13.3 Negative binomial regression

Okay, moving on with life, let’s take a look at the negative binomial regression model as an alternative to Poisson regression. Truthfully, this is usually where I start these days, and then I might consider backing down to use of Poisson if all assumptions are actually verified (but, this has literally never happened for me).

We will start this time by actually doing some data exploration before our analysis. This is really how we should have started above, but that would have ruined all the fun.

First, look at the distribution of the data. Here, it should be pretty obvious to you by now that these are count data for which the mean is not equal to the variance…right?

hist(crabs$satellites)

If you think back to a couple of weeks ago, you’ll remember this is a pretty typical example of the negative binomial distribution.

We can take a look at how this shakes out between our groups (color) as well.

boxplot(satellites ~ color, data = crabs, boxwex = 0.3)

And, you can see here that even within groups the distributions do not look like they are normal or like they have equal variances, so we will fit a GLM that assumes the response is drawn from a negative binomial distribution.

For this example, we will use a function called glm.nb. This function allows us to estimate a GLM for lets us estimate parameters for a GLM that uses the negative binomial error distribution and estimates the “overdispersion parameter” for the negative binomial distribution. You, of course, remember this parameter and know it as theta or size from our discussions about sampling distributions.

We can fit it with the GLM function like this as long as we have the Mass package loaded:

neg_mod <- glm(satellites ~ width + mass + color,
  data = crabs,
  family = "negative.binomial"(theta = 1)
)

Play around with the two formulations above and see if there’s a difference. Clue: there’s not, really. Just two different ways to do the same thing. The functionality in the glm function only came around recently, that’s all.

Now, let’s take a look at the distribution of the residuals. I am going to work with the object I fit using the glm() function. This time, we’ll split our residuals out by color group so we can see where the problems are

ggplot(neg_mod, aes(x = color, y = .resid, fill = factor(color))) +
  geom_violin(alpha = 0.1, trim = FALSE) +
  geom_jitter(aes(color = factor(color)), width = .1) +
  xlab("Fitted values") +
  ylab(expression(paste(epsilon)))

Now we are starting to look a lot more “normal” within groups, and we are getting more symmetrical in our residual sampling distributions. If we had to move forward with this model we could probably do so with a straight face at this point. However, it looks like most of the area of each violin above is below zero (so the mean of our residuals is also negative and non-zero), so we may have some issues going on here that could make this model bad for prediction.

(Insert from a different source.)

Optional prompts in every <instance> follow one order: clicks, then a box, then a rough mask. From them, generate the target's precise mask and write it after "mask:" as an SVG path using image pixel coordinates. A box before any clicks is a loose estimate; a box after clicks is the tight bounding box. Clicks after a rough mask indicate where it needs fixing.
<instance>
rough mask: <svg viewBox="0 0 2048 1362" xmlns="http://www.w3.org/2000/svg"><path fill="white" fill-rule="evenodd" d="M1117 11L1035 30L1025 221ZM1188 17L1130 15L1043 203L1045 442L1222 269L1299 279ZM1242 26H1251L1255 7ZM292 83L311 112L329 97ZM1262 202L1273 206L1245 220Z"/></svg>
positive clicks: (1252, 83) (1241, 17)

But, how does this compare to the Poisson model for count data? We can use model selection to compare the Poisson model to the negative binomial model, since the response is the same in both cases.

AIC(count_mod, neg_mod)
##           df      AIC
## count_mod  7 919.8796
## neg_mod    6 757.9566

Clearly the negative binomial model is far superior to the Poisson model here. Now, with a reasonable model in hand we could proceed with data visualization, but we might also rather have a “good” model to work with instead of just one that is “good enough”. It turns out that the really problem behind the weirdness in our residuals is actually due to an excess number of zero counts of satellite males on a lot of our females. This is actually really common in count data, where we might observe a lot of zeros before actually counting a success. And, once we have one success (e.g. a parasite infection or illness), we often have extreme events with lots of successes. For example, it might take a while to find a fish with a parasite, or a human with a specific illness, but then that individual could have dozens or hundreds of parasites, or the illness might pop up in a cluster of hundreds of individuals in one location depending on the intensity of the infection. For these cases, we’ll need to deal with the issue these excessive zeros (“zero inflation”) directly.